Temporal workflow engine - durable execution for microservice orchestration
Md Sanwar Hossain - Software Engineer
Md Sanwar Hossain

Software Engineer · Java · Spring Boot · Microservices

Microservices March 19, 2026 22 min read Distributed Systems Failure Handling Series

Temporal Workflow Engine for Microservice Orchestration: Durable Execution at Production Scale

The order had been placed. Payment was charged. But three days later the customer received two shipments and one refund for an order that had never been cancelled. The culprit was a fintech platform's homegrown saga choreography that failed to handle a transient network partition between the inventory service and the shipping service — leaving the workflow state permanently inconsistent with no compensation logic triggered. The engineering team had spent months building retry queues, dead letter handlers, and reconciliation jobs around Kafka to approximate reliability. They needed something fundamentally different: a system where long-running distributed transactions are durable by design. That system is Temporal.

Table of Contents

  1. What Is Temporal? The Durable Execution Model
  2. Temporal vs Saga vs Message Queues vs Step Functions
  3. Core Concepts: Workflows, Activities, Workers, Signals
  4. Java SDK Deep Dive
  5. Real-World: E-Commerce Order Fulfillment Workflow
  6. Workflow Versioning for Zero-Downtime Deployments
  7. Worker Scaling on Kubernetes
  8. Failure Scenarios and Limits
  9. When NOT to Use Temporal
  10. Observability: Web UI, Metrics & Tracing
  11. Key Takeaways

1. What Is Temporal? The Durable Execution Model

Temporal is an open-source durable execution platform originally developed at Uber (as Cadence) and subsequently rewritten and released as Temporal. Its central promise is that your workflow code — written as ordinary sequential Java (or Go, Python, TypeScript) — executes durably across failures. If a worker crashes mid-workflow, Temporal automatically replays the workflow history on another worker to reconstruct the exact execution state and continue from where it left off. From the programmer's perspective, the code never crashed: the await or blocking call simply resumes.

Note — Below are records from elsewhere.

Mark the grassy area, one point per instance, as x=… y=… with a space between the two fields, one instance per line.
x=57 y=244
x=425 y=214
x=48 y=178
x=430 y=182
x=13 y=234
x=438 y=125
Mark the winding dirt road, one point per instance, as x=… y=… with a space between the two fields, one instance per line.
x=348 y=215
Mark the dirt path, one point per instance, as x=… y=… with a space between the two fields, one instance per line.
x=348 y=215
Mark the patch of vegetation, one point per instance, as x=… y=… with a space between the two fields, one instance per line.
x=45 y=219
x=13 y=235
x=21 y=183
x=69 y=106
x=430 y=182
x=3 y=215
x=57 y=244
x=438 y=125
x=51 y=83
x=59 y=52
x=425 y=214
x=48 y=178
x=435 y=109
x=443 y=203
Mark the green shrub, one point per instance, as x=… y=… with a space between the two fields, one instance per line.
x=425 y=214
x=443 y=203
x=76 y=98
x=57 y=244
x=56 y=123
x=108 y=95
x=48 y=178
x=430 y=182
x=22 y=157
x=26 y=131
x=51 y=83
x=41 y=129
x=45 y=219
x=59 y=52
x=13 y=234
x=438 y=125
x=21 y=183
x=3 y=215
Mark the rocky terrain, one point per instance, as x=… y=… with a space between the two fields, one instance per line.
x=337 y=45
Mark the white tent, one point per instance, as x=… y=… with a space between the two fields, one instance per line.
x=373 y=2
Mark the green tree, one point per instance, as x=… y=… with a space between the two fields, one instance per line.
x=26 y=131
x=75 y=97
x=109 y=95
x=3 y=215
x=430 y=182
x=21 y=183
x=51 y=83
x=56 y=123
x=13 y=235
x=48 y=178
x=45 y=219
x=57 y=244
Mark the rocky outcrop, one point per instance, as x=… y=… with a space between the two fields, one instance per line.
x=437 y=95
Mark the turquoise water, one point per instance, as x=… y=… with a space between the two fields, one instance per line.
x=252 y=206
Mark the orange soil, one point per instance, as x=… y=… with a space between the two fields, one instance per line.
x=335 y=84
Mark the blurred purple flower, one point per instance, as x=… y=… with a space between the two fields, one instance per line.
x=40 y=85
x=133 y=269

Internally, Temporal persists every event that occurs in a workflow to a durable event history stored in a database (Cassandra or PostgreSQL). The server has four main services: Frontend (gRPC API gateway for SDK clients and Web UI), History (owns workflow state, applies events, schedules tasks), Matching (routes tasks to available workers via task queues), and Worker service — your application code, running as Temporal Workers that poll task queues.

The key insight is deterministic replay: workflow code must be deterministic (no random numbers, no direct time calls, no external I/O) so that Temporal can replay the history to reconstruct state. All non-deterministic operations — HTTP calls, database queries, time — are wrapped in Activities that are scheduled as separate tasks, executed at most once per schedule, and their results recorded in the history. On replay, the recorded result is returned instead of re-executing the activity.

2. Temporal vs Saga vs Message Queues vs Step Functions

Understanding where Temporal fits requires comparing it to existing patterns:

Dimension Saga (Choreography) Message Queue (Kafka) AWS Step Functions Temporal
State ownership Each service Each service Step Functions Temporal History
Failure recovery Manual compensation DLQ + manual Retry + catch Automatic replay
Long-running Complex Complex Yes (1 year max) Yes (unlimited)
Debugging Distributed logs Distributed logs Visual console Full event history + Web UI
Versioning Event schema Schema registry State machine versions Workflow.getVersion()
Vendor lock-in None Kafka ecosystem AWS only Open source / Temporal Cloud

3. Core Concepts: Workflows, Activities, Workers, Signals

Workflows are durable functions that orchestrate activities. They must be deterministic — no direct I/O — and execute inside a Worker process. Their execution history is stored in Temporal's database. A workflow can run for seconds or years.

Activities are the non-deterministic units of work: HTTP calls, database writes, email sends. Each activity execution is scheduled, executed by a worker, and its result is recorded. Activities support automatic retries with exponential backoff and a maximum attempt count. They can be called synchronously (workflow awaits the result) or asynchronously.

Workers are your application processes. They poll a named task queue for workflow tasks and activity tasks and execute them. You can have separate worker pools for workflow execution and activity execution to scale independently.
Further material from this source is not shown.